Akan tetapi realitanya, program dengan ide yang bertujuan baik ini mesti menghadapi tantangan-tangan di Indonesia. Di beberapa sekolah, program MBG justru menjadi bencana, karena menyebabkan keracunan pada beberapa muridnya. Dilansir dari detiknews, berikut laporan keracunan MBG yang terkonfirmasi:
- Provinsi DKI Jakarta melaporkan terdapat 60 siswa dari 10 sekolah dilaporkan keracunan yang disebabkan karena bakteri berdasarkan temuan dinas kesehatan.
- Kabupaten Sleman (Daerah Istimewa Yogyakarta) melaporkan terdapat 127 siswa dan pada Kabupaten Lebong (Bengkulu) terapat 427 siswa yang mengalami keracunan setelah makan MBG. Pada penelitiannya, ditemukan bakteri E. coli, Clostridium. sp, dan Staphyloccus.
- JPPI mencatatterdapat 10.482 anak mengalami keracunan MBG pada 4 Oktober 2025. Rupanya beberapa dapur MBG masih aktif beroprasi meskipun sudah ada larangan untuk ditutup.Â
- Bahkan dalam rapat Dewan, Kepala BGN menyatakan sejak awal program hingga di bulan September tercatat sebanyak 6.517 orang mengalami keracunan MBG khususnya di Pulau Jawa. Hal ini disebabkan karena laporan faktor SOP yang tidak dotaati.

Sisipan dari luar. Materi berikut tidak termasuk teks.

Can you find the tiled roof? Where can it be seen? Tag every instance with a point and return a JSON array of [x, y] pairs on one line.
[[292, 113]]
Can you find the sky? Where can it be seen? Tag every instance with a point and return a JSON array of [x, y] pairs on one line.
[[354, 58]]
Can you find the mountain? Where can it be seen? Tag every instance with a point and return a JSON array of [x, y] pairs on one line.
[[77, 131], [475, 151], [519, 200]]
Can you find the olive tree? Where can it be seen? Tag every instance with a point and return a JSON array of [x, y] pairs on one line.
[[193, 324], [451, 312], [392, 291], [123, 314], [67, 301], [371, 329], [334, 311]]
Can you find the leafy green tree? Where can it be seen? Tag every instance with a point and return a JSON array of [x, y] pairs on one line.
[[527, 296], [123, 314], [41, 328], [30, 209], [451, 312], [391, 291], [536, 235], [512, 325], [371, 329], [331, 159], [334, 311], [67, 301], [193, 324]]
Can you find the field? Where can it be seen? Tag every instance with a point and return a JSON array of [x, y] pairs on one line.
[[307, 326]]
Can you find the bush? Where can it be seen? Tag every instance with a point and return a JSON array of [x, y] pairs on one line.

- Di Sleman dan Lebong, pakar UGM menyebutkan bahwa kasus tersebut merupakan kegagalan sistematik dan pengolahan dan distribusi makanan dan lemahnya pengawasan higenis dallam menyediakan makanan.
Secara lebih detail, mengapa banyak kasus dari adanya program MBG ini? Apa yang sebenarnya menjadi tantangan pengimplementasian MBG di Indonesia?Â
- MBG tidak terlaksana dengan menyeluruh sebab Standar Operasional Prosedur (SOP) yang tidak dipatuhi oleh dapur MBG. Kepala BGN melaporkan bahan baku H-2, tetapi digunakan H-4, maka penyimpanan dan distribusi melebihi batas waktu aman.
- Kurangnya pengawasan dan sertifikat higienis. Dapur SPPG belum memiliki Sertifikat Laik Higienis dan Sanitasi (SLHS). DKI Jakarta sendiri melaporkan bahwa sebanyak 180 dapur SPPG tidak memiliki SLHS.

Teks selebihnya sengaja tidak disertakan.